Ahhh, that's right, in our daylogs we don't sugarcoat it. We give it to you straight. Every awkward, painful, 'why the hell didn't this bullshit stay in high school where it belongs' moment of it.

Anyway, a few nights later I come back to my room and find a note on my door. "Ashley, follow the arrows." I look for arrows. And lo and behold, there they are! Drawn on about five thousand pieces of tape, leading away from my room and down the hallway. I follow, picking up three curious onlookers on my way. Where do the mysterious arrows lead? To a ventilation shaft, where a piece of paper has been carefully placed.

Inside, the words "Hey Ashley! You hungry? Have a snack!", alongside two pretzels. Pretzels soaked in pure date-rape, according to my rapt audience. By this time it consists of five girls and Jake, all following me down the hall.
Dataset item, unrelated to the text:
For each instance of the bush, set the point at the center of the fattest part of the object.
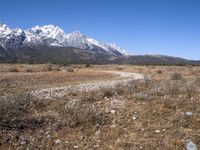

The end? Not yet. After the pretzel incident, the arrows led us to the stairs. Up two floors, and then they spiraled around the doorknob to the sixth floor. There was really only one thing to do. I opened the door, waited patiently while half of the people from my floor filed in after me, and then looked around for more arrows. The hallway decorations (which I think are required to be in equal parts lame and acid-trippy) were lego-themed, and tucked behind one yellow paper lego hand was an envelope with the name Detrick on it.

All eleven of us were suitably intrigued when the envelope turned out to be empty. But there was a room number written underneath the name, and so we all turned and looked down the hall just in time to see someone sprint away, top speed, and disappear around the corner. I suppose it's understandable, though. By that point the fifteen of us were kind of a force to be reckoned with.

We tracked him down a few minutes later, and he and I went through a rough reenactment of our earlier conversation. Only with a surprise ending; he revealed what was going to go in the letter, had we been just a little slower following the arrows. Now, why he felt compelled to set this up at eight at night, I just couldn't tell you.

His plan, as far as I could make out, was to call some girl that I knew in high school, ask her my favorite song (which, given that it would be by either Green Day or Andrew Lloyd Webber, would have been entertaining), and then write out the lyrics and leave it for me to find.

BUT HE DIDN'T FINISH. How humiliating! An 8 PM stalker who runs out of time, and comes face to face with not only the stalk-ee, but with half of Bishop House as well.

It was the second day, and, really... what the hell? There is just no way of expressing the confusion I felt.

Alright, well, it's time for calculus class, and then I'm off to mainline some school spirit with my fellow UofCers. Apparently a certain special E2er wants to do a little vicarious living (something, I suspect, along the lines of "Whoa. Your entire room is smaller than the trashcan I keep my cleaning supplies in"), so I'll probably post a few more random stories. Just as soon as I finish that essay.

The funniest thing of all? Despite the nearly school-wide superiority complex, the really remarkably cold weather (and my roommate's air conditioning is ALWAYS ON), and the way the ivy keeps coming unglued and falling on people, I am completely and utterly in love with this place.

Besides, Chicago has some kick-ass pizza.